Session 1322: 'What News?': Sending and Receiving News in Later Medieval Europe

Wednesday 5 July 2023, 16.30-18.00

Sponsor:Traveler's Lab, Wesleyan University, Connecticut / Centre for Medieval Studies, University of Exeter
Organiser:Helen Birkett, Department of History, University of Exeter
Moderator/Chair:Chris Given-Wilson, St Andrews Institute of Mediaeval Studies, University of St Andrews
Paper 1322-aManaging the News: Bishops and Their People, 1200-1520
(Language: English)
David Gary Shaw, Department of History, Wesleyan University
Index terms: Ecclesiastical History, Literacy and Orality, Sermons and Preaching
Paper 1322-b'Principally because the rumors still persist': Information Networks in the Pogroms of 1391
(Language: English)
Adam Franklin-Lyons, Department of History, Marlboro College, Vermont
Index terms: Hebrew and Jewish Studies, Language and Literature - Spanish or Portuguese, Literacy and Orality, Social History
Paper 1322-cNews as a Social Event: Experiencing the Present
(Language: English)
Helen Birkett, Department of History, University of Exeter
Index terms: Literacy and Orality, Mentalities, Social History
Abstract

This session explores the dissemination of news in later medieval Europe, focussing on three main aspects: the control of information, the manipulation of narrative, and the experience of reception.

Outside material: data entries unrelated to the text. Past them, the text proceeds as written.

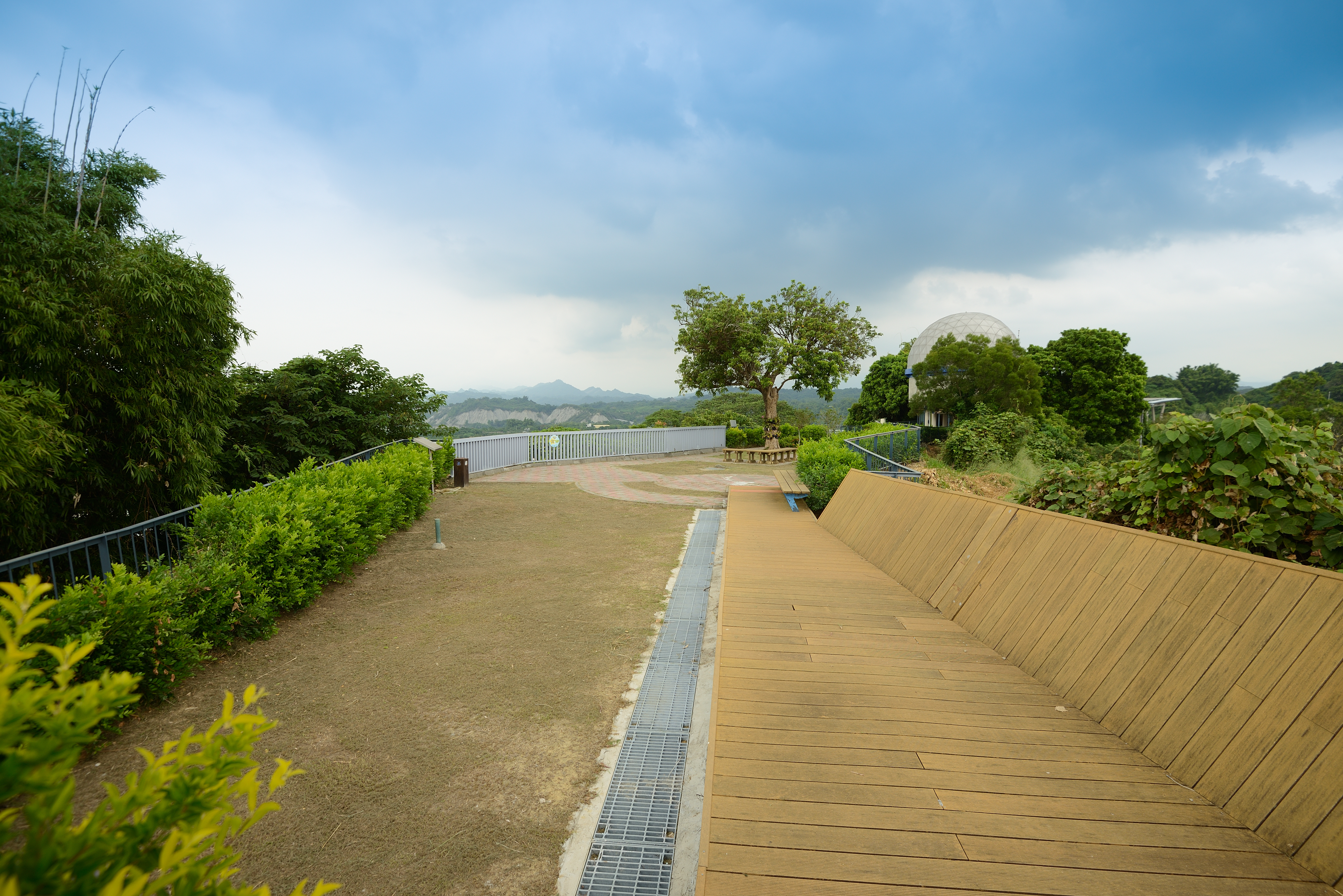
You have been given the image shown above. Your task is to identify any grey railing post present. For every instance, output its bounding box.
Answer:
[98,536,111,576]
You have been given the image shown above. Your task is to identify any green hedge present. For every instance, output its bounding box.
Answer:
[798,435,866,513]
[36,444,435,698]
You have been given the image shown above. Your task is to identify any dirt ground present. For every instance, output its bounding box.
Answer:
[77,483,708,896]
[621,459,740,476]
[626,482,728,506]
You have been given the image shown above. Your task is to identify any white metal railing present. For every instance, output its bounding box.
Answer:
[453,426,728,473]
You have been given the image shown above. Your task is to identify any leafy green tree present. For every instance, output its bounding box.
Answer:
[846,340,915,426]
[0,112,247,556]
[909,333,1041,418]
[223,345,446,488]
[1030,328,1144,444]
[672,281,880,447]
[1175,364,1241,404]
[798,435,866,513]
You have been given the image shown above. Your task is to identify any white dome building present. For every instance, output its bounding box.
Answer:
[905,312,1017,426]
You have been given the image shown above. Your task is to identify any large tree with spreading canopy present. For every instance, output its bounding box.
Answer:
[672,281,881,449]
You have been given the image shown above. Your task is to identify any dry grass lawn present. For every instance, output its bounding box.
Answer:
[77,483,706,896]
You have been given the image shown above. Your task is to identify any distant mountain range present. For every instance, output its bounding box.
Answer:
[439,380,657,404]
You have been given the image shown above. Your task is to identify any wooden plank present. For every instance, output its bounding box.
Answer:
[1257,735,1343,856]
[974,516,1076,645]
[1301,666,1343,735]
[1226,719,1331,829]
[713,818,972,859]
[915,752,1170,784]
[1236,570,1343,697]
[715,797,1276,854]
[694,871,1002,896]
[1101,553,1245,733]
[1170,685,1262,786]
[934,784,1244,827]
[1069,546,1199,716]
[716,723,1152,766]
[980,521,1096,662]
[709,842,1328,896]
[928,506,1013,615]
[716,755,1207,807]
[698,491,1343,896]
[961,834,1315,880]
[1145,570,1306,774]
[1002,526,1115,673]
[1124,615,1236,750]
[716,740,923,768]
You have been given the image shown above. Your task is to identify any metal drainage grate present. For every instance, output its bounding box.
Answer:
[579,511,724,896]
[579,841,673,896]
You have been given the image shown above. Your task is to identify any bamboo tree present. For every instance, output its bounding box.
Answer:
[75,50,125,232]
[93,106,154,230]
[13,71,42,185]
[42,47,70,212]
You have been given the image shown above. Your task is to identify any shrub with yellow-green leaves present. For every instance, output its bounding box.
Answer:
[0,576,337,896]
[35,446,443,709]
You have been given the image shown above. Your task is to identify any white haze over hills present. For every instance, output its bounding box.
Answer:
[439,380,655,404]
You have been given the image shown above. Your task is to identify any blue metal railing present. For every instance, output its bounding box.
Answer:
[843,426,923,479]
[0,439,410,596]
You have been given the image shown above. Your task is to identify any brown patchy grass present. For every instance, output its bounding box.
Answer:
[77,484,693,896]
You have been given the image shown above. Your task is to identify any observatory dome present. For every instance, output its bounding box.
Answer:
[905,312,1017,376]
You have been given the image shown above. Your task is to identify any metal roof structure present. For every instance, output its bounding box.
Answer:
[905,312,1017,376]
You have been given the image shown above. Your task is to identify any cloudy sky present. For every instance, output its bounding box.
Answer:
[0,0,1343,395]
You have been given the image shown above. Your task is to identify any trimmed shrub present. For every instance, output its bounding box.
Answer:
[1022,404,1343,570]
[37,444,430,700]
[798,437,866,513]
[943,404,1088,470]
[191,444,428,611]
[0,573,336,896]
[37,572,205,700]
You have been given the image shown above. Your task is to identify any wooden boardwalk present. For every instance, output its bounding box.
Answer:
[696,488,1336,896]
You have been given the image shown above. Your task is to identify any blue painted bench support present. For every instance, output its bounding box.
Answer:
[774,470,811,513]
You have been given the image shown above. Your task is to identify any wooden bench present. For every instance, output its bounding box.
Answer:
[722,447,798,464]
[774,470,811,513]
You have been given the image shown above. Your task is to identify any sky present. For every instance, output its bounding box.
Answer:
[0,0,1343,396]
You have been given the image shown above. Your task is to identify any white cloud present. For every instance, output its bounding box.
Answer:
[881,226,1343,382]
[1206,128,1343,194]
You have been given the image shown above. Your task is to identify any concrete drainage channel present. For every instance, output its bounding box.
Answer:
[577,511,725,896]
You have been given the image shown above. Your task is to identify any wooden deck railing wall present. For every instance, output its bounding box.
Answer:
[821,470,1343,884]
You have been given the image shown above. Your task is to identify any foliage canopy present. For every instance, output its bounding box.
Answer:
[1024,404,1343,570]
[909,333,1041,418]
[0,105,247,556]
[672,281,880,447]
[846,340,915,426]
[1030,329,1147,444]
[222,345,446,488]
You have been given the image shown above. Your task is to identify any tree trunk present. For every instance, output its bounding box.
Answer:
[760,385,779,449]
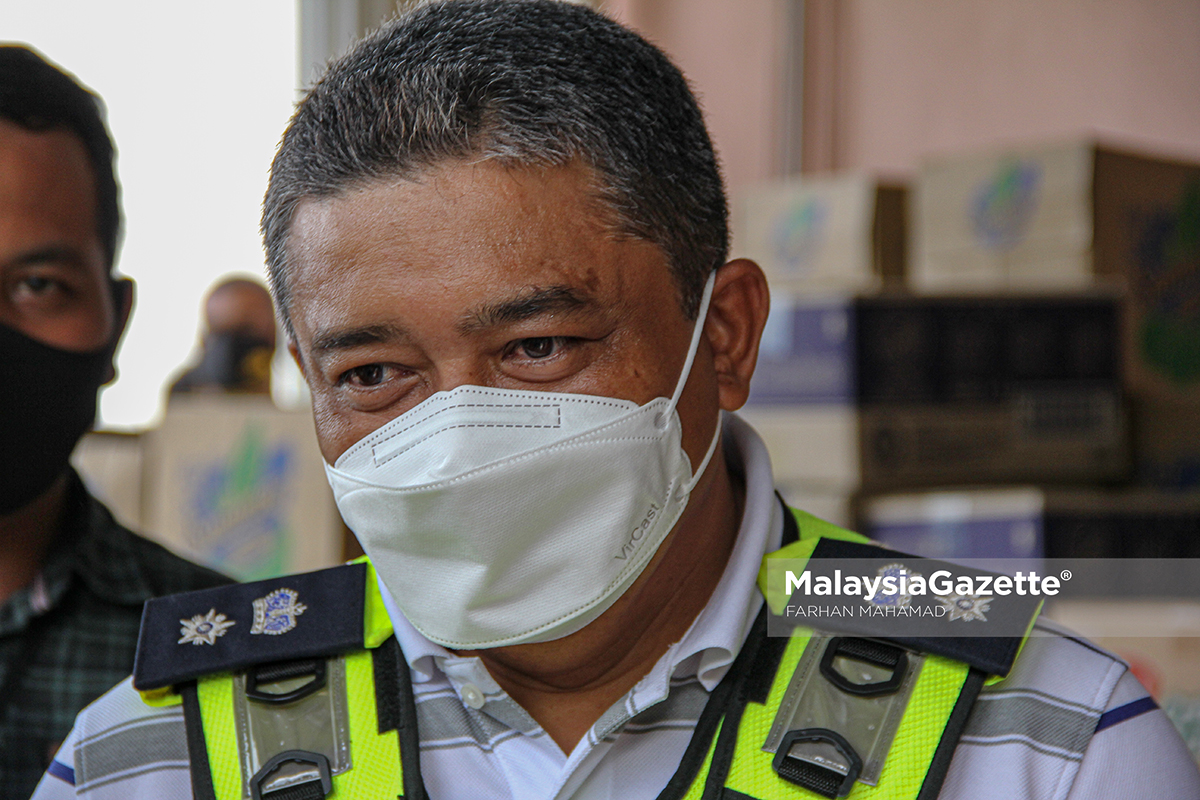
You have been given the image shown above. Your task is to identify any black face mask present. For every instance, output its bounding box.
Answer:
[0,325,113,515]
[174,332,275,392]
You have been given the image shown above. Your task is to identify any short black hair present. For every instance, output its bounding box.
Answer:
[262,0,728,333]
[0,44,121,269]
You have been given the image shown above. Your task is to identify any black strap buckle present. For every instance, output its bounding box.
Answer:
[772,728,863,798]
[250,750,334,800]
[246,658,325,705]
[821,636,908,697]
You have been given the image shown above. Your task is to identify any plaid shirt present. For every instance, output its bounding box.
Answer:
[0,476,229,800]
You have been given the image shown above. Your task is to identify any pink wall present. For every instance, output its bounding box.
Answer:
[609,0,1200,184]
[600,0,784,191]
[832,0,1200,172]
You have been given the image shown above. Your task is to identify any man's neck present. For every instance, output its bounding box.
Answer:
[0,470,70,604]
[466,451,745,753]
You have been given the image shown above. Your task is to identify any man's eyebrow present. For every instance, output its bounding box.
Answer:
[312,325,406,355]
[458,285,590,333]
[11,245,82,266]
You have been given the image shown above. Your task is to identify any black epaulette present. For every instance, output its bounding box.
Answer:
[133,564,367,691]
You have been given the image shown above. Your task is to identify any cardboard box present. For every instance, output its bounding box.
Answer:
[859,486,1200,561]
[144,395,343,581]
[910,142,1200,401]
[742,296,1128,493]
[734,175,907,291]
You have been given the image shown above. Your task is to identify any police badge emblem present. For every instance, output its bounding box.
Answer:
[250,589,308,636]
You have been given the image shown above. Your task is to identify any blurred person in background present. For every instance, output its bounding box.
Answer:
[170,277,275,395]
[0,46,228,798]
[25,0,1200,800]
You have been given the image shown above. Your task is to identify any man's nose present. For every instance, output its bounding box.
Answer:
[430,356,497,392]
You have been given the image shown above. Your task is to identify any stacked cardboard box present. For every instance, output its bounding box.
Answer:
[73,396,344,581]
[734,174,908,294]
[743,295,1128,493]
[910,142,1200,487]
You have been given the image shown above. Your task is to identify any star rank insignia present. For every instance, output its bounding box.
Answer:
[250,589,308,636]
[178,608,236,644]
[937,595,992,622]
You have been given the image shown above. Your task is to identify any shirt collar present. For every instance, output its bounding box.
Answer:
[377,414,784,694]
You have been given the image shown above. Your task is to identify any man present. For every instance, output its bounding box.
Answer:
[170,278,275,395]
[0,47,226,798]
[36,0,1200,800]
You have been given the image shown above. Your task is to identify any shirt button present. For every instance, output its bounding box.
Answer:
[460,684,484,711]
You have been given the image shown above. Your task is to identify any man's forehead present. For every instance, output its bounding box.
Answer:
[288,161,648,303]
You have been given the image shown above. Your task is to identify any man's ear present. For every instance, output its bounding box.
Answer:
[104,278,136,385]
[288,336,308,380]
[704,258,770,411]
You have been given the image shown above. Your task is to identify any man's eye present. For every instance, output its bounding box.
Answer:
[20,275,54,294]
[517,336,560,360]
[342,363,388,386]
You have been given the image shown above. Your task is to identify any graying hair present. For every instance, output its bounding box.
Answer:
[262,0,728,333]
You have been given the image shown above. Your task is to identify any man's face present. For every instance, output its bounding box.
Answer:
[0,121,119,352]
[289,162,718,463]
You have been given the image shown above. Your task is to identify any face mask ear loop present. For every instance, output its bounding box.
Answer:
[656,270,716,426]
[659,270,721,494]
[679,411,725,494]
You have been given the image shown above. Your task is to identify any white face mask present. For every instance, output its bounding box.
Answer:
[325,276,720,649]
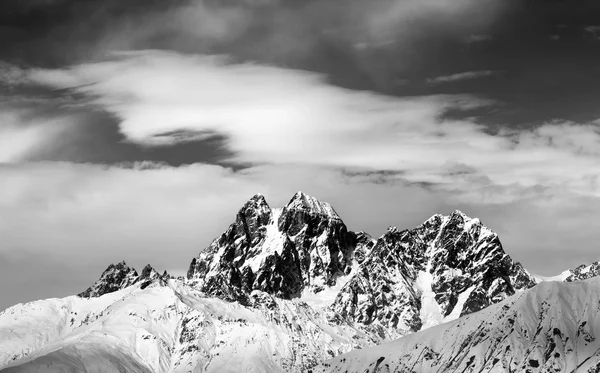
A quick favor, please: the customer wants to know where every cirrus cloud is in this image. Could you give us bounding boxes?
[17,51,600,202]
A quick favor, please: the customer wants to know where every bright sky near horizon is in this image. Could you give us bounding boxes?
[0,0,600,309]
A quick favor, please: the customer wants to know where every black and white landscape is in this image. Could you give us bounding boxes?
[0,0,600,373]
[0,192,600,372]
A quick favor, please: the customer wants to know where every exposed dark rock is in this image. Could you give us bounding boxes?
[187,192,356,300]
[331,211,535,331]
[78,261,138,298]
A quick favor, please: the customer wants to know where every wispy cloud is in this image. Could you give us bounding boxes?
[10,51,600,202]
[427,70,502,84]
[464,34,494,44]
[583,25,600,40]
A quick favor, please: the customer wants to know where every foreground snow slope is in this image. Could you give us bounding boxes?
[0,280,375,373]
[308,278,600,373]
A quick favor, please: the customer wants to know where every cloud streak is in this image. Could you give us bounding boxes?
[14,51,600,202]
[427,70,502,84]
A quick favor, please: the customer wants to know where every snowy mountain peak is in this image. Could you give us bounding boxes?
[311,278,600,373]
[285,192,341,220]
[187,192,356,303]
[331,211,535,333]
[78,261,138,298]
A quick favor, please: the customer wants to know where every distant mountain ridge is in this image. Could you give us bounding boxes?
[308,277,600,373]
[0,192,600,373]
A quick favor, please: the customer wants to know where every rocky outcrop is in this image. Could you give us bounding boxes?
[187,192,357,304]
[78,261,171,298]
[565,262,600,282]
[331,211,535,332]
[78,261,138,298]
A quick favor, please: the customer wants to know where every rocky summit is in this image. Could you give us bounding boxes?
[5,192,600,373]
[331,211,536,333]
[187,192,357,303]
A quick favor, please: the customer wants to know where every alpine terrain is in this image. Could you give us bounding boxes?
[0,192,600,373]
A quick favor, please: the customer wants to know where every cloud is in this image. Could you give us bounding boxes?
[0,162,600,309]
[0,100,75,163]
[21,51,600,202]
[427,70,501,84]
[464,34,494,44]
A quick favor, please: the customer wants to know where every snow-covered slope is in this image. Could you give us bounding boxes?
[331,211,536,335]
[536,262,600,282]
[308,278,600,373]
[0,279,376,373]
[187,192,357,303]
[0,192,600,373]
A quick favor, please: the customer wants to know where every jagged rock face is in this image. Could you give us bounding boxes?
[187,192,356,304]
[565,262,600,282]
[78,262,138,298]
[309,278,600,373]
[331,211,535,332]
[354,232,377,264]
[78,261,171,298]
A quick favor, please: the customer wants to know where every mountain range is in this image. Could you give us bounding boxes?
[0,192,600,373]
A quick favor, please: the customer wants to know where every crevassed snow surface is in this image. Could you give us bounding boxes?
[311,278,600,373]
[0,280,374,373]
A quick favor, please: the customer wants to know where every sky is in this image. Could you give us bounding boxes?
[0,0,600,309]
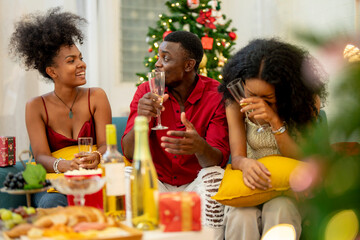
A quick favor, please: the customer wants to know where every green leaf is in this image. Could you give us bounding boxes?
[23,164,46,189]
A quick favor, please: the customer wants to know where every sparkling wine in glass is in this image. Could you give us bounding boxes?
[226,78,266,133]
[148,72,168,130]
[78,137,93,157]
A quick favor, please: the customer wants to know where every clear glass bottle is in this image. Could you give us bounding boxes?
[131,116,159,230]
[101,124,126,221]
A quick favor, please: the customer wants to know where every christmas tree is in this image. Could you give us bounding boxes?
[136,0,236,85]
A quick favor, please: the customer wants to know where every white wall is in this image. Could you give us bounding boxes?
[0,0,356,153]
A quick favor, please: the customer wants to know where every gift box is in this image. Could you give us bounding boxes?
[159,192,201,232]
[0,136,16,167]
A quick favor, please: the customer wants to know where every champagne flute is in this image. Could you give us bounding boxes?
[148,72,168,130]
[226,78,266,133]
[78,137,93,157]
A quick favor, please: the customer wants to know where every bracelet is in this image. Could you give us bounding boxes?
[93,151,102,162]
[271,122,286,135]
[53,158,65,174]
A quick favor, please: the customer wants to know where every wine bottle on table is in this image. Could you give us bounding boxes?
[101,124,126,221]
[130,116,159,230]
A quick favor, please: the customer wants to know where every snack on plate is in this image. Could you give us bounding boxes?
[64,168,102,176]
[5,206,141,239]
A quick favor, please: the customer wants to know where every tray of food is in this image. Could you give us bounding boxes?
[3,206,142,240]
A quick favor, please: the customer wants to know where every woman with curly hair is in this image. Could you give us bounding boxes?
[219,39,326,240]
[9,8,111,208]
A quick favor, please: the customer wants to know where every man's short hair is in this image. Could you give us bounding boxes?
[164,31,204,71]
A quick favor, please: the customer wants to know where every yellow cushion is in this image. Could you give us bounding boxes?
[212,156,305,207]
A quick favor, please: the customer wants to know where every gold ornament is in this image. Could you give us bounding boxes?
[343,44,360,62]
[218,52,225,67]
[199,53,207,76]
[199,53,207,68]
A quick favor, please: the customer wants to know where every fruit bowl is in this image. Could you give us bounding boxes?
[50,176,105,206]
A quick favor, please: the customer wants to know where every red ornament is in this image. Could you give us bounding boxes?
[229,32,237,41]
[187,0,200,9]
[201,36,214,50]
[196,9,216,29]
[163,30,172,39]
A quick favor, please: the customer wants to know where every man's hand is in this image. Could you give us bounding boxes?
[161,112,206,155]
[138,92,169,122]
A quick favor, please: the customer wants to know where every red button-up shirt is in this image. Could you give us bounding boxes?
[124,75,230,186]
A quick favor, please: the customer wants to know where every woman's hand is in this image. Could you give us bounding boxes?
[240,97,282,126]
[240,158,271,190]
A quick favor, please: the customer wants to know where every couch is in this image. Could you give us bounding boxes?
[0,117,127,209]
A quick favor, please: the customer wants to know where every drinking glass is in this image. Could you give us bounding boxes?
[226,78,266,133]
[78,137,93,157]
[148,72,168,130]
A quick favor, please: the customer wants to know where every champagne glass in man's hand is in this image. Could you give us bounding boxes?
[148,72,168,130]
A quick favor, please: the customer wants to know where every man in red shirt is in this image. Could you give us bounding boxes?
[122,31,230,238]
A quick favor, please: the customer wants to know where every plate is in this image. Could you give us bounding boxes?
[0,187,50,195]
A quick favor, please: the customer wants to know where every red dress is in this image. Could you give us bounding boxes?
[41,88,96,152]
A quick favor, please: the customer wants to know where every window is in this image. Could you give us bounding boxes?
[120,0,167,83]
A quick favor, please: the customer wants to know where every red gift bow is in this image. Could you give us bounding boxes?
[196,9,216,29]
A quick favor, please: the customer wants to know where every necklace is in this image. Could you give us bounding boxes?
[54,90,79,119]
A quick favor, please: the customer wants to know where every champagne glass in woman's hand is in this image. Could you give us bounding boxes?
[148,72,168,130]
[226,78,264,132]
[78,137,93,157]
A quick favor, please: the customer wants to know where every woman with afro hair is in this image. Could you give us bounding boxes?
[9,8,111,208]
[219,39,326,240]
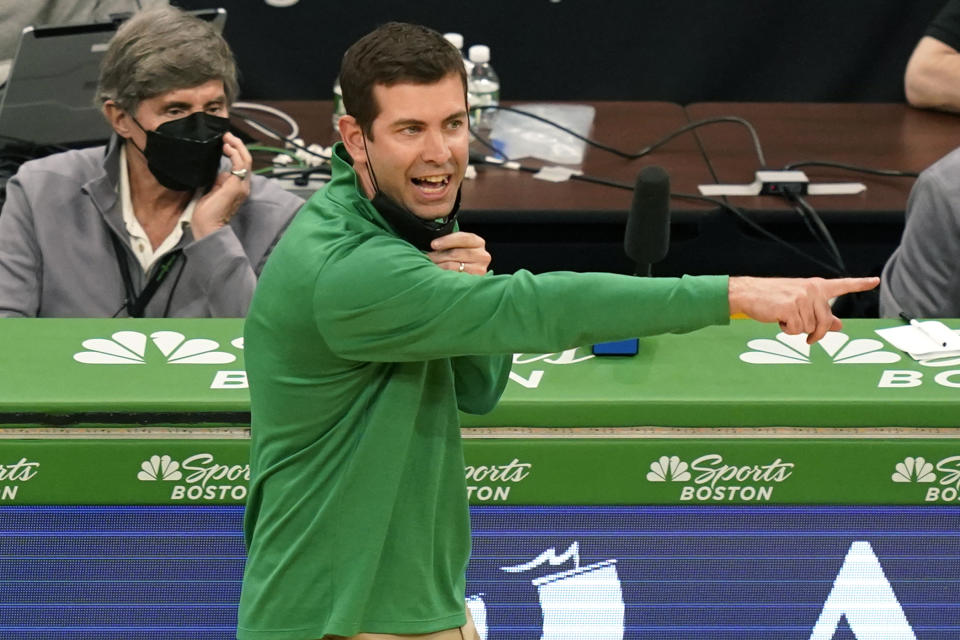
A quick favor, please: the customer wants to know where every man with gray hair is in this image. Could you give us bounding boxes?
[0,6,302,317]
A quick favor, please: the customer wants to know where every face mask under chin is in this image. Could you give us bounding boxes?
[134,111,230,191]
[370,189,460,251]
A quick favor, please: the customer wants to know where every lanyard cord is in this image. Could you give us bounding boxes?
[108,232,183,318]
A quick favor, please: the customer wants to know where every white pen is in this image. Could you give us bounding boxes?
[900,311,947,347]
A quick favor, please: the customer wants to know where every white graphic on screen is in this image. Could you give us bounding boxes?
[740,331,900,364]
[810,540,917,640]
[73,331,237,364]
[890,456,937,482]
[467,542,625,640]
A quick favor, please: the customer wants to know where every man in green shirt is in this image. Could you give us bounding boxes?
[238,23,877,640]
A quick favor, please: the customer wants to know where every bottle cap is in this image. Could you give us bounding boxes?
[443,31,463,49]
[468,44,490,64]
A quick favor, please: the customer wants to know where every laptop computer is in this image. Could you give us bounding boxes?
[0,9,227,147]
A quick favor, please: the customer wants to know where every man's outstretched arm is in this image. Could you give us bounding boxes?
[728,277,880,344]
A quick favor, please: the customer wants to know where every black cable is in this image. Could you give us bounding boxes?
[784,191,849,275]
[670,193,843,275]
[230,113,330,162]
[783,160,920,178]
[474,105,767,167]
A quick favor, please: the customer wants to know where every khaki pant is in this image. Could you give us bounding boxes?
[322,609,480,640]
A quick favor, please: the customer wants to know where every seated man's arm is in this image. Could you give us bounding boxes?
[904,36,960,112]
[0,177,43,317]
[880,161,960,318]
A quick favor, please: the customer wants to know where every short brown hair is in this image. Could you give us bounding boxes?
[97,6,237,113]
[340,22,467,140]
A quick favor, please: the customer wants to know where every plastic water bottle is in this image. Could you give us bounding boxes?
[443,31,473,76]
[331,76,347,136]
[467,44,500,131]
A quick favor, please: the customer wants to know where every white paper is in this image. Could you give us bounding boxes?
[533,166,583,182]
[876,320,960,360]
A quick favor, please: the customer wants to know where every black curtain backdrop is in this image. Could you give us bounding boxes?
[173,0,944,104]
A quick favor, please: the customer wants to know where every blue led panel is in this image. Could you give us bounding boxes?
[0,505,960,640]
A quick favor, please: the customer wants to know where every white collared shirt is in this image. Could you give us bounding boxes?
[120,145,200,273]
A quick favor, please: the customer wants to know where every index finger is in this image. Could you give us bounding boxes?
[430,231,486,251]
[823,276,880,298]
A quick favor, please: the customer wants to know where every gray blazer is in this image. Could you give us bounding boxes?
[0,138,303,317]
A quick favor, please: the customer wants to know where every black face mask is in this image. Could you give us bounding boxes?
[370,189,460,251]
[133,111,230,191]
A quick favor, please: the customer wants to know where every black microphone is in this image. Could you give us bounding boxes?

Shaw's paper examines how bishops policed the flow and content of news between cathedral and parish in later medieval England. Franklin-Lyons uses a case study of anti-Jewish pogroms in Iberia in 1391 to investigate how the communication of news via different networks impacted the speed of transmission and the content of reports. Finally, Birkett considers news as a communal event that enabled audiences to share emotional responses and to enhance their experience of the moment.